As the philosophy of humor is the only topic I take seriously these days, I could not resist buying the humor issue of Philosophy Now, the very first issue I have bought or read. I was excited to see a confirmation of the possibility that my personal obsession could be in tune with the zeitgeist, though my expectations were not high, as I have never been satisfied with the philosophical treatments of the subject I have read. A characteristic example is John Allen Paulos' Mathematics and Humor. While examining the mathematical structure of jokes has its merits, the treatment of humor and the type of humor that is adduced for such treatment tends to be rather shallow and formalistic. Paulos refers to Wittgenstein as Madigan does, i.e. that a philosophical work consisting of jokes could be written, and Paulos went on to write another book, of that sort, I Think, Therefore I Laugh. Your humor issue, much like Paulos, engages both the philosophy of humor and the humor of philosophy. However, the tendency here too is to flatten out the potential depth of both topics by drawing parallels between them that focus upon logical, semantic, and epistemic puzzles and paradoxes. Such is Madigan's and Rickman's approach. Could this be because of the dominance of analytical philosophy over other traditions in the English-speaking world? I fear that when I finally get my hands on William Irwin's Seinfeld and Philosophy, I'm likely to find the same sort of thing. Not that there's anything wrong with that, but it's a shame to see a great opportunity wasted.

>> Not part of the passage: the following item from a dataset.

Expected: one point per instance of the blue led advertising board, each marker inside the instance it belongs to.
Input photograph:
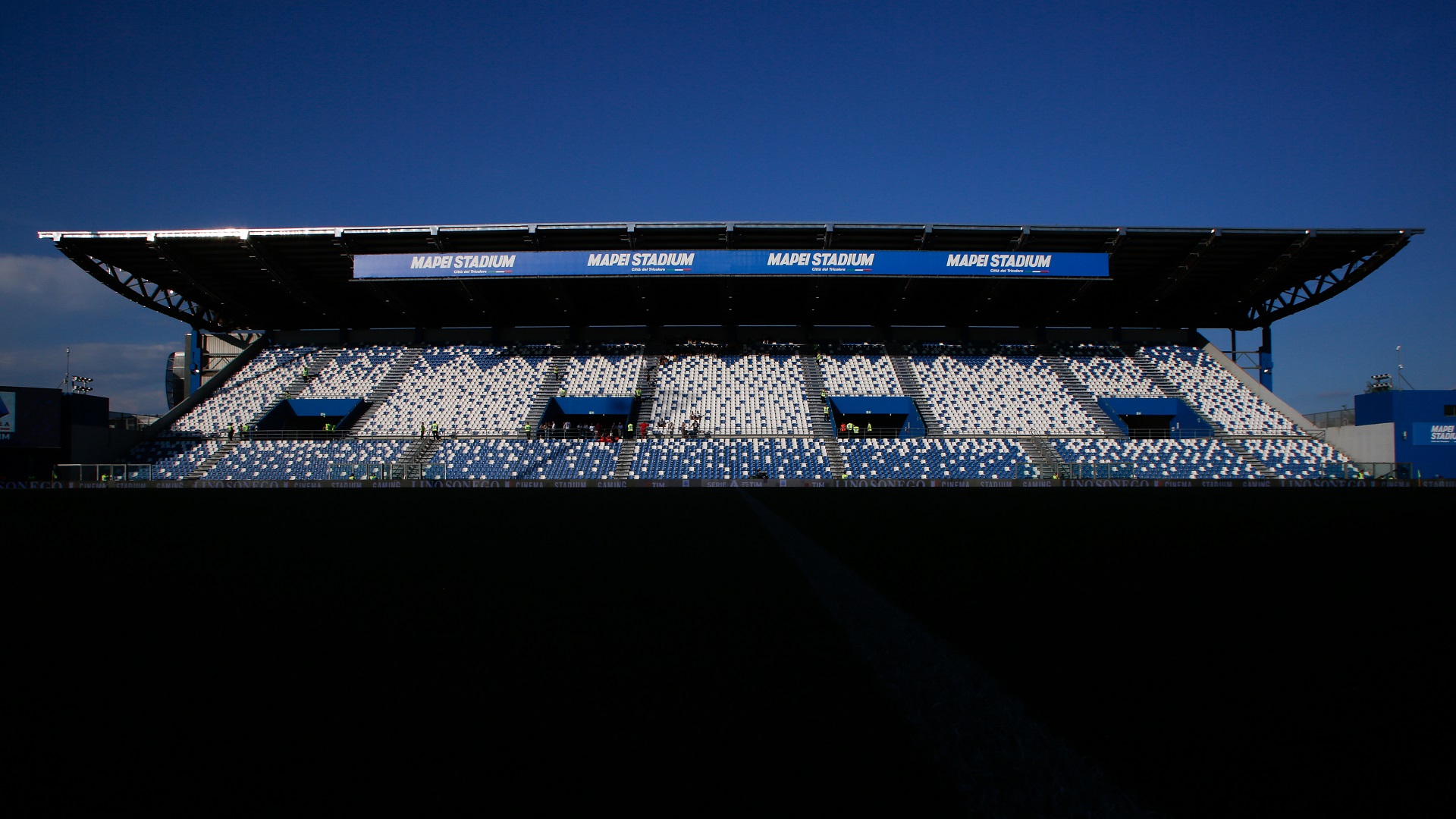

The only article that approaches a serious philosophy of humor is Garcia's "The Secret of Seinfeld's Humor." Garcia is on the right track when he argues that humor highlights the significance of the insignificant, thus drawing attention to the minutiae, mores, arbitrariness, and absurdities of cultures and human behavior. However, Garcia did not go the whole distance. The real secret of Seinfeld's appeal is the severely simplified and restricted moral universe in which the characters dwell and their relentless one-dimensionality. Seinfeld and his friends, unlike even the shallowest of real people, can never experience real tragedy: their psychic lives are entirely reduced to the superficial mechanics with which they negotiate their interpersonal interactions.
So much for the philosophy of humor; now what about the humor of philosophy? What would it mean to make philosophy humorous? My approach is to examine irony as a philosophical method. The figures that most interest me are Friedrich Schlegel, Kierkegaard, and Adorno, though one would have to add Nietzsche to this list. Irony comes to the fore when communication is suspect and philosophy becomes an object of distrust. Adorno's philosophy of non-identity dwells in a different universe from the technocratic smugness of analytical philosophy, whose social role is to suppress the actualization of philosophical self-consciousness of society as a whole.
Published as Letter to the Editor, Philosophy Now, no. 27, June/July 2000, p. 39.